Ever since making this quilt helped me finally start figuring out all those modern patchwork shortcuts that everyone else has known about forever, I feel a whole world of possibilities opening up. The last time I made a quilt with triangles in it, I did math and figured out hypotenuses and stuff, and drew triangle templates, and cut out all the triangles individually and then pieced them together, and though I loved the results, it was as you can surely imagine, pretty time-consuming. At the time, I knew there was undoubtedly a better way, but I guess I felt it would just be easier to go with what I knew. And then I resolved never to work with triangles again.
But I want to make all kinds of quilts, so I got down to brass tacks and figured out a trick. This came to my on its own, though it’s so easy and obvious that it is most assuredly already out there in print and online resources. Anyway, here’s what I did:
Cut two squares (mine are 6 1/2”) and pin them together with right sides facing. Draw a line between two opposing corners.

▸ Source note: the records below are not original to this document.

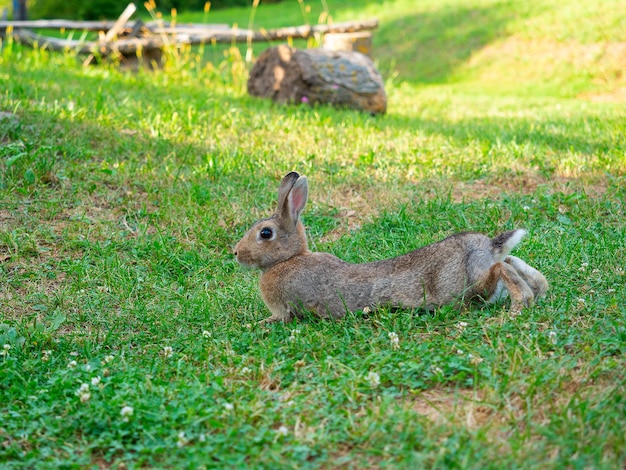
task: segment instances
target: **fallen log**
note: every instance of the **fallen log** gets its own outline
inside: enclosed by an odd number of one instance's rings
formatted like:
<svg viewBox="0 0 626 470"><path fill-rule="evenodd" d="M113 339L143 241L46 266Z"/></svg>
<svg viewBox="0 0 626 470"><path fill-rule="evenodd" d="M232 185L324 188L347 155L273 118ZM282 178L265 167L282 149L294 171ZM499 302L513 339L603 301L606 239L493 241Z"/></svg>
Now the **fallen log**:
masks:
<svg viewBox="0 0 626 470"><path fill-rule="evenodd" d="M180 28L180 29L179 29ZM187 33L187 38L184 40L188 44L201 44L206 42L221 42L232 43L235 42L263 42L263 41L276 41L284 40L287 38L292 39L308 39L315 37L316 35L323 35L327 33L350 33L355 31L369 31L378 28L378 20L370 19L364 21L348 21L345 23L334 24L317 24L317 25L301 25L290 26L287 28L277 28L268 30L250 30L250 29L238 29L231 28L229 30L207 28L194 28L189 30L186 26L180 25L176 28L153 28L154 33L168 33L179 34L180 32Z"/></svg>
<svg viewBox="0 0 626 470"><path fill-rule="evenodd" d="M128 24L129 23L127 23L127 26ZM47 44L49 46L48 48L52 50L73 49L79 54L91 54L95 50L102 55L108 55L114 51L119 51L127 54L132 53L139 48L142 48L144 50L149 48L162 48L166 44L198 45L212 42L230 44L232 42L275 41L286 38L307 39L310 37L314 37L318 34L323 35L327 33L345 33L376 29L378 27L378 20L371 19L365 21L320 24L314 26L303 25L261 31L237 28L225 29L223 27L220 27L220 25L210 25L206 28L189 28L187 26L182 26L181 31L184 31L184 33L178 33L178 28L168 27L163 29L159 26L156 26L154 23L146 25L146 27L150 29L150 31L153 32L155 35L133 39L122 38L118 41L110 42L108 44L103 44L97 41L86 43L81 41L73 42L68 40L58 40L56 38L39 36L34 33L29 33L26 32L26 30L19 28L14 29L13 36L16 40L25 42L29 45L37 43L40 47L43 47ZM165 32L170 31L172 31L171 34L165 35Z"/></svg>
<svg viewBox="0 0 626 470"><path fill-rule="evenodd" d="M27 20L27 21L0 21L0 30L13 29L67 29L83 31L108 31L115 21L71 21L71 20ZM132 28L135 21L126 23Z"/></svg>
<svg viewBox="0 0 626 470"><path fill-rule="evenodd" d="M73 21L73 20L27 20L27 21L0 21L0 31L7 28L12 29L64 29L81 31L108 31L115 25L115 21ZM125 30L132 30L138 25L145 27L150 32L165 32L167 30L177 31L180 29L190 29L193 32L198 30L228 29L227 24L179 24L172 26L167 21L150 21L144 23L141 20L128 21ZM183 31L184 32L184 31Z"/></svg>
<svg viewBox="0 0 626 470"><path fill-rule="evenodd" d="M121 54L136 53L140 49L161 49L165 43L160 37L119 39L115 42L91 42L80 39L58 39L41 36L31 31L20 29L13 31L13 38L30 47L39 47L56 52L72 51L76 54L99 54L108 56L114 52Z"/></svg>
<svg viewBox="0 0 626 470"><path fill-rule="evenodd" d="M90 54L93 44L80 39L59 39L35 34L27 29L16 29L12 33L13 39L30 47L39 47L51 51L75 51L79 54Z"/></svg>
<svg viewBox="0 0 626 470"><path fill-rule="evenodd" d="M272 47L250 72L248 93L281 103L327 103L374 114L387 109L382 77L359 52Z"/></svg>

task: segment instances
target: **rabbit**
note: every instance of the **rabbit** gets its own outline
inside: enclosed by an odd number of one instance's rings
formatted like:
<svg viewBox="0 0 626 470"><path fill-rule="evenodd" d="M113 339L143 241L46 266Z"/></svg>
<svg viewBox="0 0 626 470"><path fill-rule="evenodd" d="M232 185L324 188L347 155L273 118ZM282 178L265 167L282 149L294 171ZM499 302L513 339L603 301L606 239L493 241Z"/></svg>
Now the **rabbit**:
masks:
<svg viewBox="0 0 626 470"><path fill-rule="evenodd" d="M509 256L526 234L523 229L493 239L458 233L396 258L362 264L311 252L300 220L307 197L307 178L287 174L276 213L256 222L234 248L241 265L262 272L261 295L271 312L263 323L292 321L305 311L341 318L377 306L432 310L476 298L496 302L507 293L517 314L548 289L543 274Z"/></svg>

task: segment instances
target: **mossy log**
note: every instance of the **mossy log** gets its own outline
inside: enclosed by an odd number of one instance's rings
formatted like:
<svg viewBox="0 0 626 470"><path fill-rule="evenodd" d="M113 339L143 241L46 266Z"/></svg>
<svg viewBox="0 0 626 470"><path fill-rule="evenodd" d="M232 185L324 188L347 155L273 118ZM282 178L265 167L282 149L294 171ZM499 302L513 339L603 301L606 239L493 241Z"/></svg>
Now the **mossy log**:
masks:
<svg viewBox="0 0 626 470"><path fill-rule="evenodd" d="M326 103L374 114L387 109L380 73L369 57L354 51L272 47L250 72L248 93L282 103Z"/></svg>

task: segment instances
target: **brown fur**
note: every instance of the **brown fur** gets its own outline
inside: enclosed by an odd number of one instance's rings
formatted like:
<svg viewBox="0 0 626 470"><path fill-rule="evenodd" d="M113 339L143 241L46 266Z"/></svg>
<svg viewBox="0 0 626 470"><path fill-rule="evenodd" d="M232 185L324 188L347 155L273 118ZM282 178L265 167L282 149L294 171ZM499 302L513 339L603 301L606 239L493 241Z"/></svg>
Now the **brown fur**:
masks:
<svg viewBox="0 0 626 470"><path fill-rule="evenodd" d="M290 321L305 310L339 318L381 305L433 309L475 298L495 301L503 288L517 313L548 288L539 271L507 256L523 230L494 239L459 233L396 258L351 264L309 251L299 220L308 195L305 177L289 173L278 193L276 213L255 223L235 247L237 261L262 271L261 295L272 313L266 322Z"/></svg>

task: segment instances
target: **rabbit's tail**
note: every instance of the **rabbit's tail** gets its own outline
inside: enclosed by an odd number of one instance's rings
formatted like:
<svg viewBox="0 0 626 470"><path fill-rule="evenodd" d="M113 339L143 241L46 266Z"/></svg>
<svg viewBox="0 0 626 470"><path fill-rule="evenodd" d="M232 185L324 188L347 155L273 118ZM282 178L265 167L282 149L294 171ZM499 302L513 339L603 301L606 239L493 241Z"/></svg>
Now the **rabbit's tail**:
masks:
<svg viewBox="0 0 626 470"><path fill-rule="evenodd" d="M526 235L526 230L517 229L511 230L498 235L491 240L491 252L497 262L504 261L515 246L522 241Z"/></svg>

Stitch on either side of the drawn line using the edge of your presser foot as a guide, which should yield a seam just shy of 1/4”. I think you can also get a 1/4” presser foot, made specifically, for patchwork, but anyhoo.
Cut on the drawn line.
Open and press.
When pieced into a quilt using the same seams throughout (which is what I do, I just use the width of my presser foot—I’m lazy) the finished size of the square is roughly 5 1/2”. As long as I use the same size seam throughout the quilt, the corners will all line up and my grandma would be really proud. Home free! [edit to add: Karen knows about the actual math here—scroll down the comments to learn even more].
I love learning new things. This almost-quilt is already the brightest thing in the room.